Pourquoi s'intéresser à la question de la résistance en milieu professionnel alors que tant a déjà été écrit sur ce thème ? Les histoires de résistance proposées ici visent à analyser un sujet qui mérite d'être repensé à l'aune de plusieurs
phénomènes : la globalisation des entreprises et la financiarisation de leur gestion, l'individualisation de la relation d'emploi, la montée de nouvelles valeurs, la revendication de nouvelles identités par les experts et les cadres en particulier. Tandis que certaines histoires sont tirées de sources bibliographiques qui traitent de la résistance dans les organisations contemporaines, d'autres proviennent des témoignages que vous avez bien voulu déposer. Ceux-ci sont toutefois réécrits par nos soins afin de garantir votre anonymat et celui des protagonistes évoqués.
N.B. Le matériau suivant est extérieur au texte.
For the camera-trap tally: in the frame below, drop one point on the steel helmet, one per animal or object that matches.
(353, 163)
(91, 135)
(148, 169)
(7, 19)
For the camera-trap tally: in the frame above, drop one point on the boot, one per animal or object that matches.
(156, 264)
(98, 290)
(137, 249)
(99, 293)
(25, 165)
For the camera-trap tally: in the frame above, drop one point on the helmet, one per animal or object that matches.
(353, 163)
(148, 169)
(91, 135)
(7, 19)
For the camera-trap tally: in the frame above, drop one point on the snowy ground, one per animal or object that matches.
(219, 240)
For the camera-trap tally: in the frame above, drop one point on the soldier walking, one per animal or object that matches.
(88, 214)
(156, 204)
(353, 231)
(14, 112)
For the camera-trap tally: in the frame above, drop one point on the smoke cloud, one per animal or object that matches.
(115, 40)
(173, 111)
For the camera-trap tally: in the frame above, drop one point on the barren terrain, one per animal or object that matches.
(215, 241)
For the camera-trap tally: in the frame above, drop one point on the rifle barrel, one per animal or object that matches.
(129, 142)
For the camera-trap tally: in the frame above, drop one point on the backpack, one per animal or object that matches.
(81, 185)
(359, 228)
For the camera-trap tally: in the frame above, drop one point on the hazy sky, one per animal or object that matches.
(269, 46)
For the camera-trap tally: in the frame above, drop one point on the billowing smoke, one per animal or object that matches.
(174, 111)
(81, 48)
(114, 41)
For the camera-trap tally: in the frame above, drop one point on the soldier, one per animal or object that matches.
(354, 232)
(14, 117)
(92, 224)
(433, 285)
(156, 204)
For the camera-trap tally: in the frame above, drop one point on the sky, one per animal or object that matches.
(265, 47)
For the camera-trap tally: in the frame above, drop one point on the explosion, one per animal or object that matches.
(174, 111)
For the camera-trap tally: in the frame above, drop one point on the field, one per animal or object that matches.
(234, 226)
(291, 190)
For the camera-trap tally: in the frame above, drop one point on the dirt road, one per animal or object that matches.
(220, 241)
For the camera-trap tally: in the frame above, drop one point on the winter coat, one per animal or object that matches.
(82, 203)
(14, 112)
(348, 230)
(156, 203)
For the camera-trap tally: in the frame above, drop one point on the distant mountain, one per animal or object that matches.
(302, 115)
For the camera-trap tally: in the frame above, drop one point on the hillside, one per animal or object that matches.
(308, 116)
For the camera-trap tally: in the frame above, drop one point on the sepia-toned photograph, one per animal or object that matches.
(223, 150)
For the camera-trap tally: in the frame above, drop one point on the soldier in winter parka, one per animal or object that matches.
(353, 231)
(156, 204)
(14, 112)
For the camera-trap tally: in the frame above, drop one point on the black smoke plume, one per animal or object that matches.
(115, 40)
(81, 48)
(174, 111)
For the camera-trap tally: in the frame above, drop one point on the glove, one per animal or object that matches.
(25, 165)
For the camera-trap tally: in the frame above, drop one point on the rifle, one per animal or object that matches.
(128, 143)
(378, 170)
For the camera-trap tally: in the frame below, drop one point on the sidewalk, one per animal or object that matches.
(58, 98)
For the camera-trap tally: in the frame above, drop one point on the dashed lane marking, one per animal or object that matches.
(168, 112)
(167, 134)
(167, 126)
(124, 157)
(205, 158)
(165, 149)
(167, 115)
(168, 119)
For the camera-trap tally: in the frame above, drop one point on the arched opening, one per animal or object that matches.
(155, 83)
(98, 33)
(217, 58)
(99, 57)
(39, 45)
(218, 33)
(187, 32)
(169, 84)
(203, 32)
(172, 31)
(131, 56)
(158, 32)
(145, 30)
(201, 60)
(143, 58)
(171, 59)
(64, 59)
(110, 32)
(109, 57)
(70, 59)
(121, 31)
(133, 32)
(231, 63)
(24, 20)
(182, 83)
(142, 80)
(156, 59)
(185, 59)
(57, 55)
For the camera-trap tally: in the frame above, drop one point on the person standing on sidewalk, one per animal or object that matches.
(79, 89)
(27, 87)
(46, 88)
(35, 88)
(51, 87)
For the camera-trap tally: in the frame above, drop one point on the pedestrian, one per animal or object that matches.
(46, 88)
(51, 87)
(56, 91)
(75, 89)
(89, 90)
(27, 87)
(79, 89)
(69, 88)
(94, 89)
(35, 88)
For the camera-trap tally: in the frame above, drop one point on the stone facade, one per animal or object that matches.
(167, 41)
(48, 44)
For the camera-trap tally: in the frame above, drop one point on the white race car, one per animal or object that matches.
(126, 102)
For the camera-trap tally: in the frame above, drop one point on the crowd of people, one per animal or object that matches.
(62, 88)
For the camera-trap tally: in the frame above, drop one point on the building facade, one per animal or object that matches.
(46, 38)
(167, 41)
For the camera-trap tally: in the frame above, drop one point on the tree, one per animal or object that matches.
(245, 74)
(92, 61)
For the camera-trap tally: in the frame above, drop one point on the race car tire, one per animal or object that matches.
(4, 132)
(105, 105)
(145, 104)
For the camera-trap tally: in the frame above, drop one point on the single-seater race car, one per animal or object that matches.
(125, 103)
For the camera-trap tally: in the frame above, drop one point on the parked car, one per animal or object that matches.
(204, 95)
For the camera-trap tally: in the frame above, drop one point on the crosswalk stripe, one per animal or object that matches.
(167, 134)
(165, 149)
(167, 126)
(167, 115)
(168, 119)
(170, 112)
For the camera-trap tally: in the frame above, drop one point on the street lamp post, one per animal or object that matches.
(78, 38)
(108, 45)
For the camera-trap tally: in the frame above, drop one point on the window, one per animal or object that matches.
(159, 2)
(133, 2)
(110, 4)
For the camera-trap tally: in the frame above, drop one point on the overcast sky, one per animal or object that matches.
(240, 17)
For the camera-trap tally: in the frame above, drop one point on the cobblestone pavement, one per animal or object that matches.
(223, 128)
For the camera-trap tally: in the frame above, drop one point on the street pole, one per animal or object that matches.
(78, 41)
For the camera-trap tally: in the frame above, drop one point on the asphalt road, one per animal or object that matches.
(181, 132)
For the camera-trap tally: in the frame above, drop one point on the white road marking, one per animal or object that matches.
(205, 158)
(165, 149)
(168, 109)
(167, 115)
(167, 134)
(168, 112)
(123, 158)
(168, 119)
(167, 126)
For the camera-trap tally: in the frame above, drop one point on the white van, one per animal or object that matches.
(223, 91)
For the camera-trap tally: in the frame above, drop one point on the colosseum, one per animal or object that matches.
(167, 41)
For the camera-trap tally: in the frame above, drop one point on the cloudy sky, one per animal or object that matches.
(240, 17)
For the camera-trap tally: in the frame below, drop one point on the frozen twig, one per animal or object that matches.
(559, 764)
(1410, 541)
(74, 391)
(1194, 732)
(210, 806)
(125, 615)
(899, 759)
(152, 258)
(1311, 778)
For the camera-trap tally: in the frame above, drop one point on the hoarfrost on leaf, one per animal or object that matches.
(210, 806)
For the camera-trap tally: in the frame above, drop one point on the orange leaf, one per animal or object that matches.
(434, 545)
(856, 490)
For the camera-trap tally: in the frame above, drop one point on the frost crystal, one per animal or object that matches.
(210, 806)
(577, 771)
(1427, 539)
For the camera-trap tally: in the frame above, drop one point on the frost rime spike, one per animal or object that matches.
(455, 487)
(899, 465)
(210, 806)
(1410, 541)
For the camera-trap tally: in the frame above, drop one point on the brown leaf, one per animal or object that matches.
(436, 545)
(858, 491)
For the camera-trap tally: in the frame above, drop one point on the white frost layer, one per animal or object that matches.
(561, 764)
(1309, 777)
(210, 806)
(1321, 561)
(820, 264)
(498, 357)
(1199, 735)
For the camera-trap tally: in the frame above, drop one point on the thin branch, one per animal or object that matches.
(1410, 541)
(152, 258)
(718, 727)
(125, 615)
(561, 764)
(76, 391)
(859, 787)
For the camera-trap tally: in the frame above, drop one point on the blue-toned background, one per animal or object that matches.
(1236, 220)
Tout a commencé l'année dernière avec l'arrivée du nouveau DG. Au début rien à dire. Il disait vouloir nous écouter. Et puis peu à peu, il est devenu plus distant. On a trop rien dit. Ca paraissait normal. il avait du boulot, nous aussi. Ensuite, il nous a annoncé l'embauche d'un directeur administratif. Il a dit qu'il ne pouvait pas tout faire et que comme ça, il aurait plus de temps pour les dossiers stratégiques.
Le directeur et arrivé avec son assistante. Mine de rien cela faisait deux nouvelles embauches. C'est bien, mais il faut pouvoir les payer. En fait, c'est d'autant plus mal passé qu'en même temps on nous a dit qu'il fallait réduire nos frais. On nous a demandé de faire attention quand on emmène les clients au restaurant.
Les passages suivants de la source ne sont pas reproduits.